Absolute differences were calculated with paired Wilcoxon signed-rank test and differences between groups with unpaired Mann-Whitney test. Healthy control participants underwent two consecutive MRI measurements to assess MRI reproducibility.
Overall, MRI showed a decrease of perfusion after exposure and no systematic change among tobacco smokers. Meanwhile, perfusion increased in participants who used ENDS after exposure did change. Only tobacco smokers saw LCI elevate after smoking, and spirometry indexes did not change in any participants.
“MRI showed a decrease of lung perfusion after exposure to tobacco smoke,” the researchers wrote, “and an increase of lung perfusion after use of electronic nicotine delivery systems.”
In tobacco smokers, a regional decrease of lung perfusion at functional MRI was shown following a single smoking session compared with the baseline measurement. A local increase of lung perfusion was shown after exposure among study participants who used an electronic nicotine delivery system. In healthy control participants, the mean difference between both measurements for perfusion impairment was -0.1 percent, the authors noted.
“Our functional lung MRI technique is able to measure inhomogeneity of pulmonary ventilation and perfusion,” noted Sylvia Nyilas, MD, PhD, from the Department of Diagnostic, Interventional and Pediatric Radiology at Bern University. “We hypothesized that smoking can affect the regional distribution of pulmonary perfusion, and we were able to observe an increased inhomogeneity in smokers after exposition to tobacco. Users of electronic nicotine delivery systems have shown increased regional perfusion.”
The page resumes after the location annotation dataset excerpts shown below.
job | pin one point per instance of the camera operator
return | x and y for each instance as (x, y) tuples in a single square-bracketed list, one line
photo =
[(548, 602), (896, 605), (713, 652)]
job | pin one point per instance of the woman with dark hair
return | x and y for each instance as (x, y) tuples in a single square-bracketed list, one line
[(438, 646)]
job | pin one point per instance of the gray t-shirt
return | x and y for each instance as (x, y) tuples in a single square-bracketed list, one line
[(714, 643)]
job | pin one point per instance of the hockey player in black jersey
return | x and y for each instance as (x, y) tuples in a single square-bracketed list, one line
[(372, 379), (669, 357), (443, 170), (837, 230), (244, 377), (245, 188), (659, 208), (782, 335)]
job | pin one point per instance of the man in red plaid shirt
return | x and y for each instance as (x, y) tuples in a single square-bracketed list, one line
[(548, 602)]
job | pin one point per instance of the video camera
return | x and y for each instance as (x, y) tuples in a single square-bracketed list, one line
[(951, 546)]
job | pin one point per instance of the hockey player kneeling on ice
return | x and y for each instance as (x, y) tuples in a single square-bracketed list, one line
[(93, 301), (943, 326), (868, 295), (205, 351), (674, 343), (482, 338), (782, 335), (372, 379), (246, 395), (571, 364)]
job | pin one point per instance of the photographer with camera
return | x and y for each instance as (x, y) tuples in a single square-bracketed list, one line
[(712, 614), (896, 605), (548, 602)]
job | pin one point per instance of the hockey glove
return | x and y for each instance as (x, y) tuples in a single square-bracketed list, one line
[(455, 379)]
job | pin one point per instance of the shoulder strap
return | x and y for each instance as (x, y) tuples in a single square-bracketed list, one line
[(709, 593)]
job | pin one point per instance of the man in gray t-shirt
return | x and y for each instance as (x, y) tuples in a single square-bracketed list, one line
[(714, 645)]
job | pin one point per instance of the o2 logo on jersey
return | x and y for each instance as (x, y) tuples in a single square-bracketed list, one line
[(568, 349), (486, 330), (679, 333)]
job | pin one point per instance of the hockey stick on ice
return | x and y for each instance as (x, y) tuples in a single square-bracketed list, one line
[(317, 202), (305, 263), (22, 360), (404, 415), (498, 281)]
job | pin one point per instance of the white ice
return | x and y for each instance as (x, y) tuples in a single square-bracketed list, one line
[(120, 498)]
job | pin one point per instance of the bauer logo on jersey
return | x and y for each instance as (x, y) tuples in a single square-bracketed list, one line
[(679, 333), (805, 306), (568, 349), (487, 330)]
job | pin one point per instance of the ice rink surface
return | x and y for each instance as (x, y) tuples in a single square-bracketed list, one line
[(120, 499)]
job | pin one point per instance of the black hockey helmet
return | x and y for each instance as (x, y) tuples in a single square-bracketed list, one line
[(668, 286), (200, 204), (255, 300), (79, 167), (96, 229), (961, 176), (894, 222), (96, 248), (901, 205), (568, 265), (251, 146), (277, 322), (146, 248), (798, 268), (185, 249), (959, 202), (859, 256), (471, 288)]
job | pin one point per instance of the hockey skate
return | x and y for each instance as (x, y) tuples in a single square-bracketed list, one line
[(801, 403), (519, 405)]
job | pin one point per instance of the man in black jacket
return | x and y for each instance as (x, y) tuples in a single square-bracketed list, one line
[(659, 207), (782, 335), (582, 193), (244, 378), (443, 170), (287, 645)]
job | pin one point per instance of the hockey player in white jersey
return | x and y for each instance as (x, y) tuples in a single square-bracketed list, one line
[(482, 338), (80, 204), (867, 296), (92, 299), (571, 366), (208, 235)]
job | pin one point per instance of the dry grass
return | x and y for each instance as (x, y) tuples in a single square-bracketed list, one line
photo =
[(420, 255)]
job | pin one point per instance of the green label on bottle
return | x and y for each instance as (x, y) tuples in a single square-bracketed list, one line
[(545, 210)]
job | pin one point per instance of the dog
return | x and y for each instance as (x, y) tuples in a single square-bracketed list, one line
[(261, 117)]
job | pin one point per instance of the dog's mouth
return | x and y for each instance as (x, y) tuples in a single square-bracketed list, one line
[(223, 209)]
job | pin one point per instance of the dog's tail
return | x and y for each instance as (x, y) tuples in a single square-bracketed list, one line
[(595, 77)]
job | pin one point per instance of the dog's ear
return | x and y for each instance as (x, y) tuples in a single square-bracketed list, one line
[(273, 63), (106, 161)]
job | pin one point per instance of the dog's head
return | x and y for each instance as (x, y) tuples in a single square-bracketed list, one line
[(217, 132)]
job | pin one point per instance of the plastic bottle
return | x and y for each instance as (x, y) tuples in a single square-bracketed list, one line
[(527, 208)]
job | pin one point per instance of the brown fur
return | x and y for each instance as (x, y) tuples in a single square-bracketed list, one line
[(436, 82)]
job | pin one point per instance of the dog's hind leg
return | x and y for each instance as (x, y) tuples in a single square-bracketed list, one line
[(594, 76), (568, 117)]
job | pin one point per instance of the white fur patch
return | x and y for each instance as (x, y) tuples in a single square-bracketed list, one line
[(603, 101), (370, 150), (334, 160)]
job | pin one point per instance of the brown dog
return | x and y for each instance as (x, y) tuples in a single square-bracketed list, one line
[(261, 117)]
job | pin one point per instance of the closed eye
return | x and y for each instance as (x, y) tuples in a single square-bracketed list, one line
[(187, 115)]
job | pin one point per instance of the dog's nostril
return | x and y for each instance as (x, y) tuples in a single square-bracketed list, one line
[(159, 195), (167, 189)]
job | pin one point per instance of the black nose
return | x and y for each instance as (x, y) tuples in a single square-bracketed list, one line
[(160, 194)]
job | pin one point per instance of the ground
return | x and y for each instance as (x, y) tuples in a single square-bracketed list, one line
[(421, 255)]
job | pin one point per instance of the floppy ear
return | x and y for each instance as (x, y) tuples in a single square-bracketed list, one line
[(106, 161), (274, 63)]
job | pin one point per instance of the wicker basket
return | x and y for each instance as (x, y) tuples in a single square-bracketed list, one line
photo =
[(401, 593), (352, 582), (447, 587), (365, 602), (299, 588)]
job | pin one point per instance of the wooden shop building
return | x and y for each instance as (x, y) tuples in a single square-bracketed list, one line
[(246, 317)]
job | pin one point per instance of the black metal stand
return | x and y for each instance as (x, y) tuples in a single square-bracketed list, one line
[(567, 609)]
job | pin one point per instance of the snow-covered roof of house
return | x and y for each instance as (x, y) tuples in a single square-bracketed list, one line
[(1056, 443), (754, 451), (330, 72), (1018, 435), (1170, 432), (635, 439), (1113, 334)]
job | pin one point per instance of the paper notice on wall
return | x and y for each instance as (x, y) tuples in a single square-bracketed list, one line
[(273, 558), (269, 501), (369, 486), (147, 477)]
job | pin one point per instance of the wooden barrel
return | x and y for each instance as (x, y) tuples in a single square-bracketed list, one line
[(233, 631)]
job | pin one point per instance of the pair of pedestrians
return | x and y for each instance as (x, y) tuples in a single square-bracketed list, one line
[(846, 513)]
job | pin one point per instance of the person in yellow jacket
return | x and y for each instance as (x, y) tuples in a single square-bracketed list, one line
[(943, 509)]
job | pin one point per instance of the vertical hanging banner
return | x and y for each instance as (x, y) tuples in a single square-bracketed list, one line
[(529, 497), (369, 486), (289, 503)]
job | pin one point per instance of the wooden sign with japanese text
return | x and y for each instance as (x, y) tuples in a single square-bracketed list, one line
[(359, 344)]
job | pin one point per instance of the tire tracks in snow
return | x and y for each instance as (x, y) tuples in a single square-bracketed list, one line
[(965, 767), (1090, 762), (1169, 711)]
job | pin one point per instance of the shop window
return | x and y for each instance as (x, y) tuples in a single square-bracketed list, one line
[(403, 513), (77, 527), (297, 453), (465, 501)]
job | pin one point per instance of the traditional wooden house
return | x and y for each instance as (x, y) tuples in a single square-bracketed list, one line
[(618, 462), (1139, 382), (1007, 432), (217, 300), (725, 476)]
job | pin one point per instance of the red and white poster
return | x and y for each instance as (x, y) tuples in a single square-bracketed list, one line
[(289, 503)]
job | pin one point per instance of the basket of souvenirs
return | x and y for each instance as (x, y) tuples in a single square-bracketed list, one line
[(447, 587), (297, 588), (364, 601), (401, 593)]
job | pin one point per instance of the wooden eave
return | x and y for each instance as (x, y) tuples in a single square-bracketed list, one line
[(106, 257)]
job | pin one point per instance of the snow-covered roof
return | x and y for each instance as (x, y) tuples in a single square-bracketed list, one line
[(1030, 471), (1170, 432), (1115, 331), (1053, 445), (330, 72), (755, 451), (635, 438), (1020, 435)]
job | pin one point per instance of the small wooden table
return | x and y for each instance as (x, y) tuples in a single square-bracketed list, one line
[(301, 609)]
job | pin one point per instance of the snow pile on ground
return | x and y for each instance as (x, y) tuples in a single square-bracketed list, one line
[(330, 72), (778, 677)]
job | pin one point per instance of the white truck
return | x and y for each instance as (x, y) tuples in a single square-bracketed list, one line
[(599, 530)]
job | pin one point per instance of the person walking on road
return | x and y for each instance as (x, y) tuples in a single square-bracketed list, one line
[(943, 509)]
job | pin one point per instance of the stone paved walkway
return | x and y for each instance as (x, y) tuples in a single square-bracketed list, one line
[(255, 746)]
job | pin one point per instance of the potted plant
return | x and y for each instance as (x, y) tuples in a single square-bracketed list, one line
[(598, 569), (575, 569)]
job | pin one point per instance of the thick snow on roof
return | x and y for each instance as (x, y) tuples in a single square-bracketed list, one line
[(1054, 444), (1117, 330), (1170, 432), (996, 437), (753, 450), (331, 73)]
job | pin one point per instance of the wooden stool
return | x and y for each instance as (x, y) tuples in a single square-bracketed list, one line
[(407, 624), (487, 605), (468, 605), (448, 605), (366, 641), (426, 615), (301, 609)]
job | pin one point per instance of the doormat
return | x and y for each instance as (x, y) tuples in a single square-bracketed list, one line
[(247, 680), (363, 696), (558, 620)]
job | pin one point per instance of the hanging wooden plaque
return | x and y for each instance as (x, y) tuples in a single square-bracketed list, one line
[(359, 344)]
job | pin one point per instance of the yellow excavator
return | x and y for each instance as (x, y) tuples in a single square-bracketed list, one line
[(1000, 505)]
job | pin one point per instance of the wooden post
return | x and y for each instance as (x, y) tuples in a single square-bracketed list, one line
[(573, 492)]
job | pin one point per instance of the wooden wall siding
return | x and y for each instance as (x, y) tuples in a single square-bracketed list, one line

In terms of assessing vaping and smoking’s short-term effects, she believes MRI could offer certain advantages over other imaging modalities.
“Unlike standard pulmonary function tests, MRI is able to capture subtle regional changes in lung ventilation and perfusion impairment. Moreover, functional lung MRI, in contrast to the nuclear medicine imaging modalities, does not use ionizing radiation and is considered a non-invasive procedure,” said Nyilas, noting that the functional lung MRI examinations for this study were performed “in free breathing and without application of intravenous contrast agents or inhalative tracers.”
The use of MRI could also change how radiology and radiation oncology teams approach the assessment of vaping and smoking’s detrimental effects.
“Before morphological changes occur, the ventilation and perfusion in the lung is likely to be affected, but may be missed by previous imaging or lung function techniques. The qualification of ventilation and perfusion allows estimating early changes of the latter,” Nyilas noted.
This is particularly true with regard to the Euler-Liljestrand reflex, inducing vasoconstriction in unventilated peripheral lung compartments.
“The ‘new era’ of less severe disease, given by new treatment targets and better therapeutic options, demands sensitive physiological and structural outcomes to prevent irreversible airway changes. Personalized diagnostic tools enable personalized treatment, which plays an increasing role in [today’s] clinical practice,” Nyilas concluded. “Potentially reversible functional impairment can now be detected before irreversible morphological changes occur in the lungs. We want to draw attention [to] new functional imaging modalities to determine fractional perfusion impairment in the lung before structural changes occur.”
Mark McGraw is a contributing writer.